Annuii e feci segno di ritornare alle loro mansioni. Prima che Feles togliesse il disturbo lo minacciai.
«La prossima volta che mi fai ancora uno scherzo del genere, non te la caverai con qualche ossa rotte. Prima ti sventro e poi ti faccio disidratare sotto il cuocente sole infernale.»
Feles voltò il capo fissandomi «Non è colpa mia, sei tu che mi hai creato così, hai abbondato con la falsità» dopo quell'affermazione si dileguò sghignazzando.
Diedi un pugno al bracciolo del trono, quel demone riusciva sempre a farmi saltare i nervi. Rimasi solo in quell'enorme sala, ripensando alla persona che mi aveva reso felice in tempi passati.
«Cosa vuoi?» la mia attenzione si diresse a una delle colonne portanti della sala. Odiavo quando qualcuno interrompeva i miei pensieri.
Il moscerino uscì dal suo nascondiglio, era Ardea mia figlia.
«Non credi che sia meglio lasciarla in pace? hai già causato abbastanza casini con Lei» parlò con la sua voce stridula e infantile. La cosa mi irritò assai, in particolare modo quando la gente parlava del mio rapporto con Angelica in senso negativo, mi faceva imbestialire.
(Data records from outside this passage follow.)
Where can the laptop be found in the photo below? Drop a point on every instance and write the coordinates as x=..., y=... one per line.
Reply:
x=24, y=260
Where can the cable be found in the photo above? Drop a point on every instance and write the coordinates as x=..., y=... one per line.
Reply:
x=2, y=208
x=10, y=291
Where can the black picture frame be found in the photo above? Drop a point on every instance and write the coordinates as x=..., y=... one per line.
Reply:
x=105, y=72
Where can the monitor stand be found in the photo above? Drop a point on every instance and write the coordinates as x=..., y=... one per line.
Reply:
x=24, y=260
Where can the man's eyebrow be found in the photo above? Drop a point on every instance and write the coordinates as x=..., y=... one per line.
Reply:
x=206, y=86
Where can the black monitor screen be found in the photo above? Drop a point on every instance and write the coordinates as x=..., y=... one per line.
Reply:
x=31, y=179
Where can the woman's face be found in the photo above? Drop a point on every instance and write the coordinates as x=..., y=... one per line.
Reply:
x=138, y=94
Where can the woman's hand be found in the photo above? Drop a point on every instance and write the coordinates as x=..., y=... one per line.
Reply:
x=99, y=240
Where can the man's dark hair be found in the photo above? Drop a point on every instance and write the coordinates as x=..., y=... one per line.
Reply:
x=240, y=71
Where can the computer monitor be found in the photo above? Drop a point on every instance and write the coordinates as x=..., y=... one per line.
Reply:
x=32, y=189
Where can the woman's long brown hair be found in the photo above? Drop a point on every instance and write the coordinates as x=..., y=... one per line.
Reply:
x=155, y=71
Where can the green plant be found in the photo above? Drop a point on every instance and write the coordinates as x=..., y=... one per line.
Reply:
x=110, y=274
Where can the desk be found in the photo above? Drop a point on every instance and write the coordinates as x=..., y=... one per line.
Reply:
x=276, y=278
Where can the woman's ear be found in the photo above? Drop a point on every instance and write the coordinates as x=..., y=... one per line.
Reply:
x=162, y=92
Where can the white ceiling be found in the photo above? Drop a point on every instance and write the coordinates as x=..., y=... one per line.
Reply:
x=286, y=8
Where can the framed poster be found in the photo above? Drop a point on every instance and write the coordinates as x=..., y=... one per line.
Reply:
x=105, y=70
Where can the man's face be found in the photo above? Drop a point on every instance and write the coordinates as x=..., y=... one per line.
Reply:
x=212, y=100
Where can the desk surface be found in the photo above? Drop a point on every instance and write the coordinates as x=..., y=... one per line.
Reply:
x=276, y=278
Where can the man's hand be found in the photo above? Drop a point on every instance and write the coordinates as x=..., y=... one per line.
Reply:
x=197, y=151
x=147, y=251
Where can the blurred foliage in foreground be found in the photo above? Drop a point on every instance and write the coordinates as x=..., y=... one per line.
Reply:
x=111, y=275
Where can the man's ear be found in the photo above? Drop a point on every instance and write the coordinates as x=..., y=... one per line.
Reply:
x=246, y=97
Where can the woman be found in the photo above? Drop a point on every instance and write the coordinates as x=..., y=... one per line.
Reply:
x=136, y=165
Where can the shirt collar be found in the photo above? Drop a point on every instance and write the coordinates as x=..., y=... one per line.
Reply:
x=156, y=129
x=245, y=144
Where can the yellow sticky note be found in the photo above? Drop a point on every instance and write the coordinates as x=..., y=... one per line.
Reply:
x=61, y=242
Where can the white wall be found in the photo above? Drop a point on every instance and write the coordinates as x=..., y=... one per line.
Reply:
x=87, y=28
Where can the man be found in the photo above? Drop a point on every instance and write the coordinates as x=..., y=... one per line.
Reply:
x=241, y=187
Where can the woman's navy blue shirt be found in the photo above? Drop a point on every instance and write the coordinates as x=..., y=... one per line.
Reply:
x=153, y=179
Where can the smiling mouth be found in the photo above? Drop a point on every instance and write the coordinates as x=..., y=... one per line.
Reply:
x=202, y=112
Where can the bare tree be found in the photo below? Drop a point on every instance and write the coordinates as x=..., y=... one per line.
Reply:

Mi rivolsi ad Ardea, quella bambina insolente dai capelli rossi.
«Non osare mettere becco in cose che non ti riguardano. Credo di essere stato punito abbastanza per quello che ho fatto.»
«Tu menti, non ti dispiace per quello che hai causato a me e ai miei fratelli e non te ne fregherà mai niente. Il vostro rapporto è malato spero che lei ti odierà per sempre.»
Detto questo Ardea sparì in men che non si dica, sapeva della bomba che aveva sganciato.
Mi infuriai, il mio corpo era in fiamme e le mie urla echeggiavano in tutto il vasto l'inferno. La stanza fu assalita dalle fiamme, chiamai Corvus per ordinargli di ghigliottinare qualche demone infimo all'alba.
L'unico modo per calmarmi era vedere un po' di sangue e teste mozzate.